Constructing and identifying an eighteen-gene Tumor Microenvironment Prognostic Model for Non-Small Cell Lung Cancer

Background The tumor microenvironment (TME) plays a crucial role in tumorigenesis and tumor progression. This study aimed to identify novel TME-related biomarkers and develop a prognostic model for patients with non-small-cell lung cancer (NSCLC). Methods After downloading and preprocessing data, we classified the molecular subtypes using the "NMF" R package. We performed survival analysis and quantified immune scores between clusters. A Cox proportional hazards model was then constructed, and its formula was produced. We assessed model performance and clinical utility. A prediction nomogram was also constructed and validated. Additionally, we explored the potential regulatory mechanisms of our TME gene signature using Gene Set Enrichment Analysis (GSEA).
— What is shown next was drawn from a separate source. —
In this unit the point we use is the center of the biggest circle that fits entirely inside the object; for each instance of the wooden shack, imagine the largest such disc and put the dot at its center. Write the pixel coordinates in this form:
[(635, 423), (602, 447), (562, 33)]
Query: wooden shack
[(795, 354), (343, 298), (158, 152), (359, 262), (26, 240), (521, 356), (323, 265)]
Results From data processing and univariate Cox regression, 57 TME-related prognostic genes were identified. Two clusters (C1 and C2) with significant differences were established. Immune scores, including those for cytotoxic lymphocytes, endothelial cells, monocytic cells, myeloid dendritic cells, neutrophils, and T cells, showed significant differences between the subtypes. Through univariate Cox analysis, lasso regression, and multivariate Cox regression analysis, an 18-gene TME-related prognostic model was developed. This model accurately predicted survival outcomes in subgroups with varying clinical features. Finally, a nomogram was constructed, and its predictive accuracy was validated. Conclusions We developed a prognostic model based on TME-related genes in NSCLC. Our 18-gene TME signature can effectively predict the prognosis of NSCLC with high accuracy.